Jennifer Lawrence loses herself in a book while taking a break from shooting a scene in the Training Center.
Suzanne Collins had been in on the audition, and she was one of the first people to set Lawrence’s mind at ease about
the role. She drove it home to Lawrence that it didn’t matter if people said she was too old or too blonde to play
Katniss. “I talked to Suzanne after I got the part, when I was still in England, and it was incredible — I mean, I’m
her biggest fan. She said, ‘I know you can do it,’ and all of these other nice things that just gave me the boost that
I needed. Hearing them from the woman who created Katniss — I felt like a huge weight had been lifted off my shoulders,
” Lawrence recalls.
“And then we moved on to Peeta and Gale,” says Robin Bissell, “and it was almost exactly the same thing. Josh came in
and he sat down and read the cave scene, where he’s hurt and Katniss is nursing him back to life, and immediately he
was Peeta. I mean, it was that clear.”
Jacobson says, “When Josh Hutcherson came in to audition, I had actually just met with him earlier in the week, and he
was so comfortable in his own skin, so charming and so at ease and so likeable. I felt that he really captured that
‘Peeta-ocity’ of somebody who seemed genuinely sweet, genuinely likeable, but also that he could be a little smooth
when he needed to be. You could see how he could cover the politician side of the character that Katniss is both
attracted to and suspicious of.”
Suzanne Collins put it this way to Entertainment Weekly: “If Josh had been bright purple and had had six foot wings and
gave that audition, I’d have been like, ‘Cast him! We can work around the wings!’ He was that good.”

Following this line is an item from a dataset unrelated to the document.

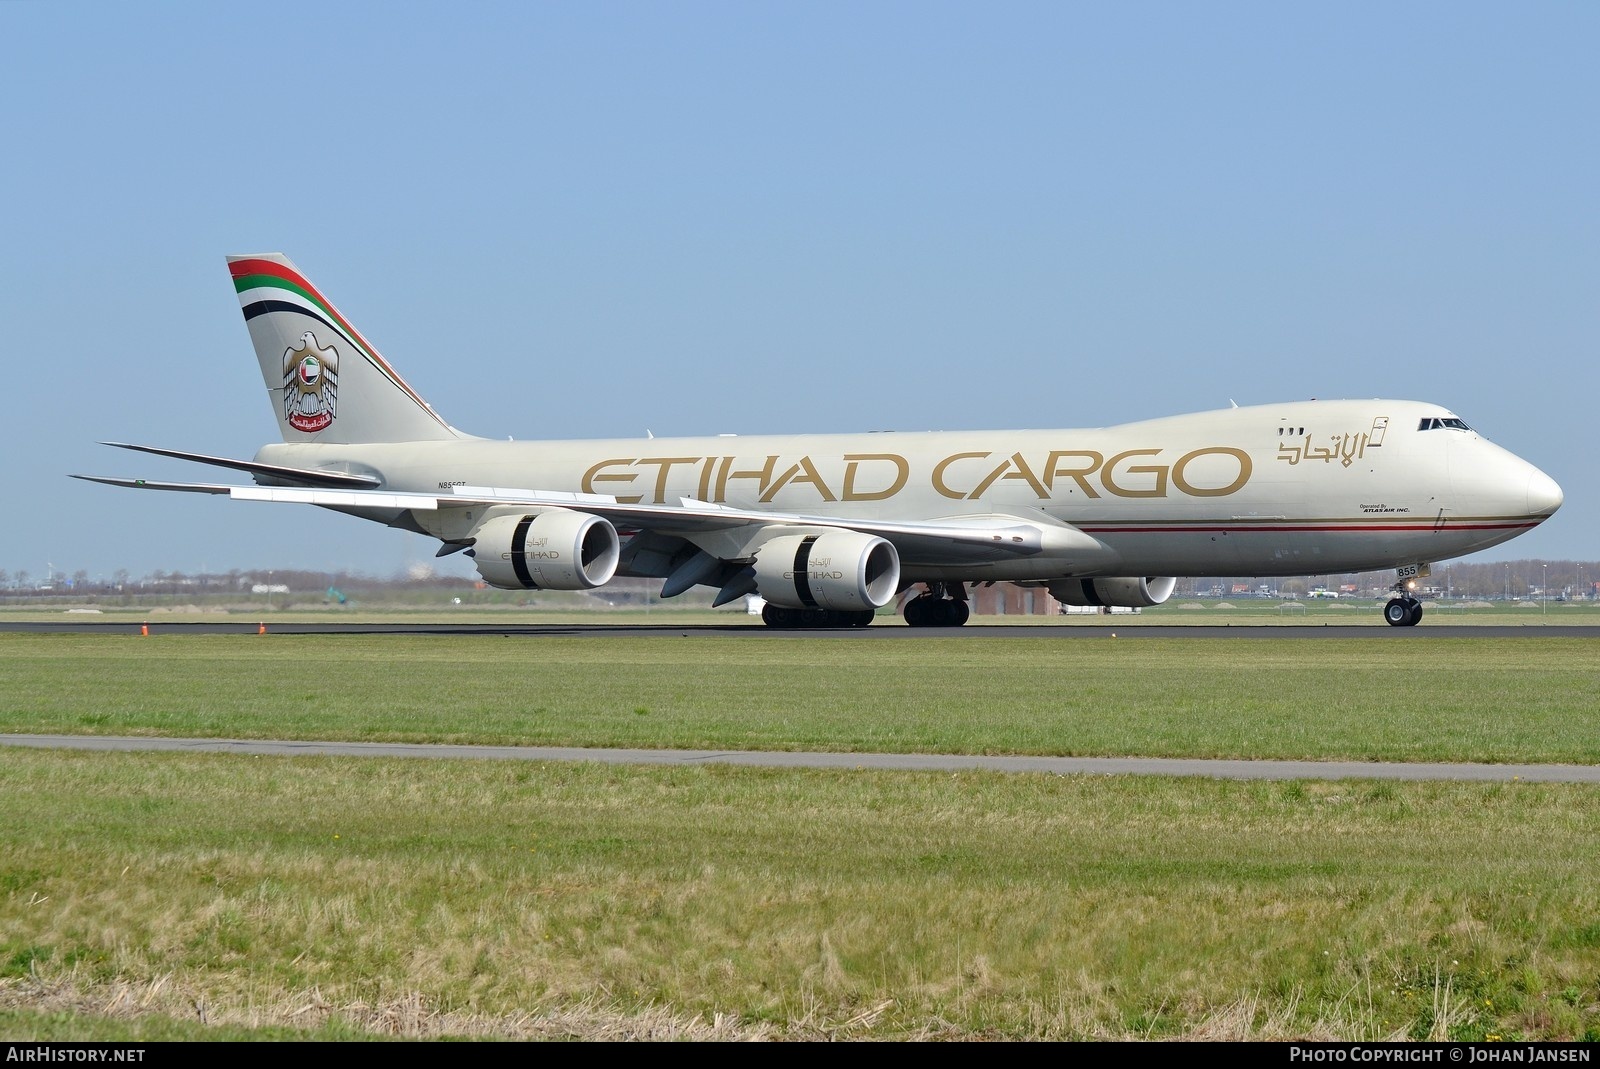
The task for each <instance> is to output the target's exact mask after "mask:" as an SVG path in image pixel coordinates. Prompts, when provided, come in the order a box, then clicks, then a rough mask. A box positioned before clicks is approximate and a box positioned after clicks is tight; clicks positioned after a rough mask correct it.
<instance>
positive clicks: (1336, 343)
mask: <svg viewBox="0 0 1600 1069" xmlns="http://www.w3.org/2000/svg"><path fill="white" fill-rule="evenodd" d="M1597 54H1600V5H1594V3H1531V5H1506V3H1470V2H1467V3H1459V2H1458V3H1400V5H1392V3H1355V5H1283V3H1115V5H1107V3H1070V2H1056V3H984V5H978V3H962V5H955V3H936V2H933V3H930V2H918V3H890V2H885V3H827V2H821V3H816V2H813V3H754V5H752V3H582V5H570V3H562V5H557V3H451V5H424V3H360V2H346V3H293V2H291V3H277V5H274V6H272V8H270V10H262V8H259V6H250V5H234V3H187V2H173V3H154V5H147V3H64V2H54V0H11V2H8V3H0V123H3V125H0V133H3V144H5V150H3V154H0V197H3V203H5V211H3V213H0V323H3V325H5V331H6V338H8V354H6V362H5V368H6V381H8V384H10V390H8V400H10V403H8V405H6V418H5V419H3V421H0V451H3V458H5V462H3V464H0V493H3V499H5V502H6V506H5V507H3V509H0V568H6V570H10V571H11V573H13V575H14V573H18V571H22V570H26V571H29V573H30V575H32V576H34V578H43V576H45V575H46V570H54V571H58V573H67V575H70V573H74V571H78V570H85V571H88V575H90V576H110V575H112V573H114V571H117V570H120V568H125V570H128V571H130V573H133V575H142V573H147V571H152V570H165V571H203V570H205V571H226V570H229V568H314V570H323V568H326V570H354V571H365V573H370V575H382V576H387V575H392V573H397V571H400V570H403V568H406V567H408V565H411V563H418V562H432V551H434V549H435V543H432V541H430V539H421V538H419V536H408V535H402V533H395V531H387V530H384V528H379V526H376V525H370V523H362V522H358V520H352V518H346V517H338V515H333V514H326V512H323V510H318V509H301V507H293V506H267V504H245V502H229V501H224V499H214V498H205V496H194V494H157V493H136V491H126V490H117V488H109V486H98V485H91V483H82V482H77V480H69V478H67V474H69V472H91V474H114V475H141V477H149V478H203V480H205V478H213V480H214V478H222V477H226V474H221V472H216V470H210V469H198V467H192V466H184V464H179V462H176V461H165V459H162V458H144V456H136V454H131V453H123V451H118V450H109V448H104V446H99V445H96V442H102V440H114V442H142V443H154V445H165V446H174V448H189V450H197V451H206V453H219V454H229V456H251V454H253V453H254V450H256V448H258V446H259V445H261V443H262V442H266V440H269V438H272V437H274V435H275V426H274V421H272V411H270V408H269V405H267V400H266V395H264V390H262V384H261V381H259V374H258V371H256V362H254V357H253V354H251V349H250V341H248V334H246V331H245V325H243V320H242V317H240V312H238V304H237V301H235V298H234V291H232V286H230V285H229V277H227V269H226V262H224V256H226V254H229V253H256V251H282V253H285V254H288V256H290V258H291V259H294V262H296V264H298V266H299V267H301V269H302V270H304V272H306V275H307V277H309V278H310V280H312V282H314V283H317V285H318V286H320V288H322V290H323V291H325V293H326V294H328V296H330V298H331V299H333V301H334V302H338V306H339V307H341V310H342V312H344V314H346V315H349V317H350V318H352V322H355V323H357V326H358V328H360V330H362V331H363V333H365V334H366V336H368V338H370V339H371V341H373V342H374V344H376V346H378V347H379V349H381V350H382V352H384V355H386V357H387V358H389V360H390V363H394V365H395V366H397V368H398V370H400V371H402V374H405V376H406V379H408V381H410V382H411V384H413V386H414V387H418V389H419V390H421V392H422V394H424V395H426V397H427V398H429V400H430V402H432V403H434V406H435V408H437V410H438V411H440V413H442V414H443V416H445V418H446V419H450V421H451V422H453V424H454V426H458V427H461V429H464V430H469V432H472V434H480V435H485V437H507V435H512V437H517V438H538V437H573V438H584V437H629V435H643V434H645V432H646V430H650V432H653V434H654V435H658V437H664V435H675V434H718V432H738V434H757V432H768V430H770V432H830V430H875V429H906V430H914V429H966V427H1083V426H1106V424H1112V422H1122V421H1130V419H1142V418H1150V416H1163V414H1174V413H1181V411H1194V410H1205V408H1224V406H1227V405H1229V402H1230V400H1234V402H1238V403H1242V405H1246V403H1270V402H1282V400H1291V398H1302V397H1402V398H1419V400H1434V402H1438V403H1442V405H1446V406H1450V408H1451V410H1454V411H1456V413H1458V414H1459V416H1461V418H1464V419H1466V421H1467V422H1470V424H1472V426H1474V427H1477V429H1478V430H1480V432H1483V434H1485V435H1486V437H1490V438H1491V440H1494V442H1498V443H1501V445H1504V446H1507V448H1510V450H1512V451H1515V453H1518V454H1522V456H1525V458H1528V459H1530V461H1533V462H1536V464H1539V466H1541V467H1542V469H1544V470H1547V472H1549V474H1550V475H1552V477H1554V478H1555V480H1557V482H1560V483H1562V486H1563V490H1565V491H1566V506H1565V507H1563V510H1562V512H1560V514H1558V515H1557V517H1555V518H1554V520H1550V522H1549V523H1546V525H1544V526H1542V528H1539V530H1536V531H1533V533H1531V535H1526V536H1523V538H1520V539H1517V541H1512V543H1507V544H1506V546H1501V547H1498V549H1494V551H1490V554H1486V555H1480V557H1478V559H1483V560H1502V559H1525V557H1542V559H1550V560H1560V559H1581V560H1595V559H1600V546H1597V541H1595V531H1597V530H1600V504H1597V501H1595V493H1594V482H1595V480H1594V474H1592V464H1594V458H1595V453H1597V450H1595V435H1594V430H1592V426H1594V422H1595V419H1594V406H1595V400H1597V395H1600V389H1597V386H1600V382H1597V371H1595V366H1597V360H1595V342H1597V336H1600V331H1597V328H1600V322H1597V320H1600V317H1597V310H1600V299H1597V298H1600V213H1597V210H1595V203H1597V202H1595V190H1597V189H1600V173H1597V170H1600V168H1597V160H1600V64H1597V62H1595V56H1597ZM440 567H442V570H445V571H459V573H461V575H470V562H464V560H461V559H450V560H446V562H445V563H443V565H440Z"/></svg>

Josh Hutcherson had been working as an actor for almost a decade already. He had appeared in classic children’s movies
like The Polar Express and Bridge to Terabithia; as he grew, so did the depth of his roles. When Gary Ross and the
producers were considering him, Hutcherson had recently played a key part in the acclaimed movie The Kids Are All Right,
with Julianne Moore and Annette Bening. Starring in The Hunger Games, though, would change the course of his career.
Josh Hutcherson as Laser in The Kids Are All Right (2010).
Hutcherson says, “I fell in love with Peeta right away. His self-deprecating humor, his outlook on life, and how he
doesn’t want things to change him — those things are really a part of who I am as a person. I’ve been in this
business since I was nine years old and that can change you. Staying true to who I am, and what my value system is, has
been important to me since I was really young.”
There was an immediate rapport between Lawrence and Hutcherson, according to many people involved in the casting. Jon
Kilik says, “Jennifer and Josh have gotten along great from the beginning, right when they met in rehearsals and even
in the casting process. There was a real connection there. They’re both from Kentucky, very close to where District
Twelve is supposed to be. So there was this common bond, and it just grew from there.”
The final part of the pivotal trio was put in place with the casting of Australian actor Liam Hemsworth as Gale.
Hemsworth had recently drawn attention as the love interest of Miley Cyrus in The Last Song. He wouldn’t have a great
deal of screen time in The Hunger Games, but Ross and the producers were already looking ahead to future movies, where
Gale would step into the spotlight.
Katniss and Gale relax in the woods outside District 12.
Jacobson puts it this way: “Liam is this big, hunky guy. He has a clear physical advantage over Peeta, which we found
interesting — that they would be physically contrasting types. And when we put the actors together in the auditions,
you could see how, when Katniss asks Gale to take care of her family, she would trust that he’d do it. Liam is able to
communicate very effectively with his eyes and with the small gestures. But you also believe that he has that
revolutionary spirit, that he has that fiery quality inside of him.”